Stop making sense.
Life has a funny way of giving you what you need at the right times.
1. Stop making sense - Jonathan Demme, a screening at Imax cinema 10.30am 24th of Sep, I was late but didn’t miss a thing. Soy in my coffee with a bottle of water. An ample title for a band so grand in concept.
I whittled away the hours in-between film stubs prowling the city looking for moments into lives I do not live. The city provided what I was looking for. Escaping my duties of study and the like. Note to self, Southbank is a cesspool of civilisation.
2. Nam june paik : moon is the oldest tv - Amanda Kim, an afternoon screening at ACMI, considerably empty cinema, Oat in my coffee and a glass bottle of water.
I walked out of both sessions inspired in different ways, the first instantly reinforced the fact that being an odd ball is ok, curating it is better. The second cemented in my mind that pursuing this is my only option, I have been chasing art for years never truly grasping my medium in my mind. The veil has been pulled aside, I walked toward the exit, an older lady to my left, also heading toward the door.
We both came to an abrupt halt as the door did not open for us. I laughed and said something witty that has since slipped my mind, she laughed, we left via the side door.
There was a warmth as I walked out of the afternoon screening into federation square, my mind was racing.
I feel the energy inside me has a channel. Look insane who gives a fuck.
Record everything, create a purpose for these things. Document the world in my own way, create something new if I can.
If I cannot, I tried.
Aleisha 8am, drop off, gastroenterologist appointment.
I was brewing an idea already, recording my breakfast, documenting it, wearing a suit, suits give you credibility, credibility in a world forever divorced from reality. I hate suits.
Intense light, dial in 88%, 3 cameras different angles, a grey curtain, a pedestal, a radio and a bible, 2 litres of sprite replaced with water and two slices of left over pizza from last night. Cold.
What I created resembles double vision auditory nightmare scene from 66 scenes from america - Jorgen Leth, which was unbeknownst to me at the time, my algorithm fed me that later that afternoon. I was merely creating an art work as a nod to Nam June Paik and David Byrne. An assortment of loose concepts interwoven. The idea has meaning in the sense of the world of internet culture. Loneliness and anxiety fed by the hyper capitalistic world of today. A Mukbang if you will, for a world forever consuming, food and content all tangled into one. Ive always had an issue with my weight and appearance, In doing this I immortalize that pain and stress. Release it in a way. Forever connected but alone, Tuning into pockets of life but not really experiencing, always hungry for it, but what is it?

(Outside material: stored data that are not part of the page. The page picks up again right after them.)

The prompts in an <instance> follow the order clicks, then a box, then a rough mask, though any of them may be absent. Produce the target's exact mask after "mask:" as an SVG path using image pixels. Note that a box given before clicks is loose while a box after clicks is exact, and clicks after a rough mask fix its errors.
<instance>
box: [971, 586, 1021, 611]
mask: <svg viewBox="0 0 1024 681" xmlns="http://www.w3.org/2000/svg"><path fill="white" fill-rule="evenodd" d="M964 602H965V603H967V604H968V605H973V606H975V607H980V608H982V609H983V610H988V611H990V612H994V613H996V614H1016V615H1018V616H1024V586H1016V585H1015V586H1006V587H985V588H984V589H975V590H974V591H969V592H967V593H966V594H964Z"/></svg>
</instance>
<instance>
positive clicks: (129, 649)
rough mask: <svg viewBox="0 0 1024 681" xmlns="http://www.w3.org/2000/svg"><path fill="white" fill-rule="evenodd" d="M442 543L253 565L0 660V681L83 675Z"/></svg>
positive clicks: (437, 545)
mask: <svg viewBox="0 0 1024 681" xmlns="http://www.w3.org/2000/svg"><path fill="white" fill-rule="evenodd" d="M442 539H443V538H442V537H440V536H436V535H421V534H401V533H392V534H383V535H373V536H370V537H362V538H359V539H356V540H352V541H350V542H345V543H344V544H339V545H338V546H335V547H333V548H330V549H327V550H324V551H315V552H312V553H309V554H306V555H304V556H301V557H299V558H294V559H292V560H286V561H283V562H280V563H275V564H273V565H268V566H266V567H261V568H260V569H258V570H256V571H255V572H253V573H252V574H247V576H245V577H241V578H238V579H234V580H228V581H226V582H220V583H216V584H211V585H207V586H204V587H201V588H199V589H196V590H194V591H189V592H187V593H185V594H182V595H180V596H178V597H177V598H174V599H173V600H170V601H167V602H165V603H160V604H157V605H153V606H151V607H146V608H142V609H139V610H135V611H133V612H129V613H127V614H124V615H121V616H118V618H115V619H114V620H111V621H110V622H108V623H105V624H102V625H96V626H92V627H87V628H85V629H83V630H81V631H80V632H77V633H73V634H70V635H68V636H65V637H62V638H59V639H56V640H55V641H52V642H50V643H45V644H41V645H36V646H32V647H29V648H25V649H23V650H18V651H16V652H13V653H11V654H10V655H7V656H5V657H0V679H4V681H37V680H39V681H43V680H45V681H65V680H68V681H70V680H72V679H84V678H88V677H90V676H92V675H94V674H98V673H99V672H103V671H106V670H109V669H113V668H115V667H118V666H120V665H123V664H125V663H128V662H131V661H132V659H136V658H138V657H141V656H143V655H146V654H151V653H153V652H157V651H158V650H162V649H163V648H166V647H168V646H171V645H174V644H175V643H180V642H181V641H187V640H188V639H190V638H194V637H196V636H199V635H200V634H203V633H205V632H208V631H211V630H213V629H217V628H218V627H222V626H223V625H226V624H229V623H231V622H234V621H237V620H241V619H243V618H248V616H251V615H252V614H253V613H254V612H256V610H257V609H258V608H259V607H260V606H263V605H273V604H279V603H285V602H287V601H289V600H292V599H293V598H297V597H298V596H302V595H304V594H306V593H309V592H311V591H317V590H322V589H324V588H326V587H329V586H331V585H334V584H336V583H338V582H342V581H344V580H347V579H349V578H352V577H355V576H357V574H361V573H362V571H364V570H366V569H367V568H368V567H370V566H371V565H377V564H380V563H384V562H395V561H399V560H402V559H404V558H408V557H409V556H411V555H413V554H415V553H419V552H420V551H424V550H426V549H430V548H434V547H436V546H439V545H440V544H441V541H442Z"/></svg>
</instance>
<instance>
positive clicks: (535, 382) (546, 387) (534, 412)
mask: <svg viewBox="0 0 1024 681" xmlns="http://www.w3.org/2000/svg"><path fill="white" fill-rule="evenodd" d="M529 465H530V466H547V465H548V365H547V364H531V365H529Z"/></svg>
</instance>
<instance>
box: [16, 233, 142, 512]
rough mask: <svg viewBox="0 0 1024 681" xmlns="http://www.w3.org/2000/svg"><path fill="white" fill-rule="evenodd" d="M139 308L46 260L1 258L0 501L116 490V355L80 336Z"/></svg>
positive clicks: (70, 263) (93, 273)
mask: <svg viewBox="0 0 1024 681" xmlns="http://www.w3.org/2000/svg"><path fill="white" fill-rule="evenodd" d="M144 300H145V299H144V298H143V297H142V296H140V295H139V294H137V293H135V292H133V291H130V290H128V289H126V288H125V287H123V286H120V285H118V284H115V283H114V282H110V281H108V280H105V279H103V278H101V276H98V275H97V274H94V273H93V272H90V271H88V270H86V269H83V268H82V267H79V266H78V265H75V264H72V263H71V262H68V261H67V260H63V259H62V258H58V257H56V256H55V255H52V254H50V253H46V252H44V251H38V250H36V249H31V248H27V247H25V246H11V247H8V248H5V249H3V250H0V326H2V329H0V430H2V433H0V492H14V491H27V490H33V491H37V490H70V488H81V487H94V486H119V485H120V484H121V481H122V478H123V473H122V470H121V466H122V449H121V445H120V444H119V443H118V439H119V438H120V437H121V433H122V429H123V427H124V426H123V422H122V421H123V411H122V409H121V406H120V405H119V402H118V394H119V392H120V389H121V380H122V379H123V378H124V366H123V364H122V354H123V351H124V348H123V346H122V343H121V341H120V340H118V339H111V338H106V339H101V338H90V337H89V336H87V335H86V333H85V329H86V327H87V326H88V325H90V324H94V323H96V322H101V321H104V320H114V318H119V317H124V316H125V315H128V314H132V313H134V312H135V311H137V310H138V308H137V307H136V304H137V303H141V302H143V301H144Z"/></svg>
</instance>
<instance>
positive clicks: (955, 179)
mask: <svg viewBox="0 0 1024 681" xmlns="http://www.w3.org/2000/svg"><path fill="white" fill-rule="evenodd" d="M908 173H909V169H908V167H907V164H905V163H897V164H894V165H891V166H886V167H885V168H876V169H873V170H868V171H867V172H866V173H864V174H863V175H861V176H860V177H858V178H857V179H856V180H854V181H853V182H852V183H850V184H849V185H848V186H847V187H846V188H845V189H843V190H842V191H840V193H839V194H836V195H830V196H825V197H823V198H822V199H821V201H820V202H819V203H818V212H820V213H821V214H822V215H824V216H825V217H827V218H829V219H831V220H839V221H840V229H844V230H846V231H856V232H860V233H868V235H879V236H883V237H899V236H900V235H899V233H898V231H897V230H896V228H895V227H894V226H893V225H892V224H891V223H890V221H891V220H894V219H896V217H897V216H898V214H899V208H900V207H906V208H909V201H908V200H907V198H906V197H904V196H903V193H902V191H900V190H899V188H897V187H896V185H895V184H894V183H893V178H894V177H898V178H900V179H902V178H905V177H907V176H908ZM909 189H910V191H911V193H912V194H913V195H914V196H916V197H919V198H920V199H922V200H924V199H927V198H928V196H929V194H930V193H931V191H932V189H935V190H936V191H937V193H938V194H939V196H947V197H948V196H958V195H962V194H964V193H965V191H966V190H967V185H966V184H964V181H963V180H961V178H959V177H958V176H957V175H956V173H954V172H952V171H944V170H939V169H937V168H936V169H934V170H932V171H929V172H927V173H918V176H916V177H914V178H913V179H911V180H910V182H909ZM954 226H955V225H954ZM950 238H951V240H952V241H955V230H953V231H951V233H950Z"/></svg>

The bible? Meaning in life? Sure that’s it. Gone are the days of saying grace for most. But if you have forgotten how do not fret, because the internet has you covered. The internet changed the world and where you can look for meaning, just like Jesus did.
Did either of them fix anything? Not that I can tell yet.

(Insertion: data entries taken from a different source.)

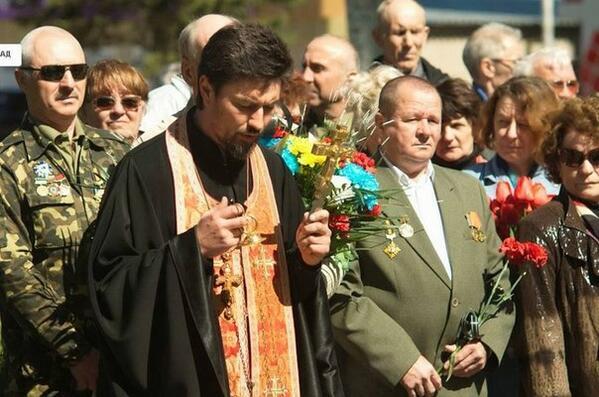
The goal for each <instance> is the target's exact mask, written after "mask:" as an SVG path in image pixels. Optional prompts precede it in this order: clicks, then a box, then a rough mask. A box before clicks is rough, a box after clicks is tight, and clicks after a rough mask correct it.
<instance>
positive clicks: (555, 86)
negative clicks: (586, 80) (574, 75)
mask: <svg viewBox="0 0 599 397" xmlns="http://www.w3.org/2000/svg"><path fill="white" fill-rule="evenodd" d="M550 84H551V85H552V86H553V88H554V89H556V90H562V89H564V88H566V89H567V90H568V91H570V92H571V93H573V94H577V93H578V89H579V88H580V84H579V83H578V80H566V81H564V80H554V81H551V82H550Z"/></svg>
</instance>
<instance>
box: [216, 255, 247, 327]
mask: <svg viewBox="0 0 599 397" xmlns="http://www.w3.org/2000/svg"><path fill="white" fill-rule="evenodd" d="M223 259H224V260H225V263H224V264H223V265H222V266H221V268H220V270H219V273H220V275H219V276H217V277H216V279H215V280H214V285H215V286H217V287H220V286H222V291H221V293H220V296H221V299H222V301H223V303H224V304H225V311H224V315H225V319H227V320H231V319H232V318H233V310H232V307H233V304H234V297H233V288H237V287H239V286H240V285H241V282H242V281H243V278H242V277H241V276H240V275H239V274H233V269H232V268H231V263H230V262H229V261H228V260H226V259H225V256H224V255H223Z"/></svg>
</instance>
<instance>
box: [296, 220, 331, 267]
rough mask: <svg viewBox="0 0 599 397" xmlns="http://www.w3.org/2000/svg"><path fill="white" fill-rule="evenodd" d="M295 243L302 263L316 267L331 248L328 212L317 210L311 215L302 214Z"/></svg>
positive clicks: (330, 230) (327, 253)
mask: <svg viewBox="0 0 599 397" xmlns="http://www.w3.org/2000/svg"><path fill="white" fill-rule="evenodd" d="M295 241H296V244H297V248H298V249H299V251H300V254H301V256H302V259H303V261H304V263H306V264H307V265H309V266H316V265H318V264H319V263H320V262H322V260H323V259H324V257H325V256H326V255H327V254H328V253H329V250H330V248H331V230H330V229H329V212H328V211H327V210H323V209H318V210H316V211H314V212H312V213H308V212H306V213H304V218H303V219H302V222H301V223H300V225H299V226H298V228H297V232H296V234H295Z"/></svg>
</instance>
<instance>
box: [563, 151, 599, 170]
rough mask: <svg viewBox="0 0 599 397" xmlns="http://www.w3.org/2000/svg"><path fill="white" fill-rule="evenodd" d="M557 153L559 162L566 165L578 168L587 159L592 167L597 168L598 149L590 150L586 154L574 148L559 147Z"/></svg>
mask: <svg viewBox="0 0 599 397" xmlns="http://www.w3.org/2000/svg"><path fill="white" fill-rule="evenodd" d="M559 155H560V160H561V162H562V163H564V164H565V165H567V166H568V167H572V168H578V167H580V166H581V165H582V163H584V161H585V160H589V163H591V165H592V166H593V168H595V169H599V149H594V150H591V151H590V152H588V153H586V154H585V153H583V152H579V151H578V150H574V149H560V151H559Z"/></svg>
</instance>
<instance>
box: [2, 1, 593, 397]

Am i having some kind of delusion of grandeur, that my art will culminate into something one day? I want this work to be projected somewhere. Ill start with my lounge room and work on a gallery exhibit. Bring about a new form of spiritualism for myself. Maybe the end goal is to find a community of like minded internet weirdos. I will continue to create this organized chaos to ease my mind. Bringing about a zen like state as I battle against time. Time to create things I care about vs time spent doing life's chores. My true enemy, Menial tasks, Working etc. My true purpose is and always will be creating.
There was more but as always my mind is fleeting and if I do not write thoughts down at the time. Then the sink hole somewhere in the middle of my brain sucks the thoughts right out of my head. Possibly regurgitated at a later date, I may remember more some time next June. But that is for the world to decide.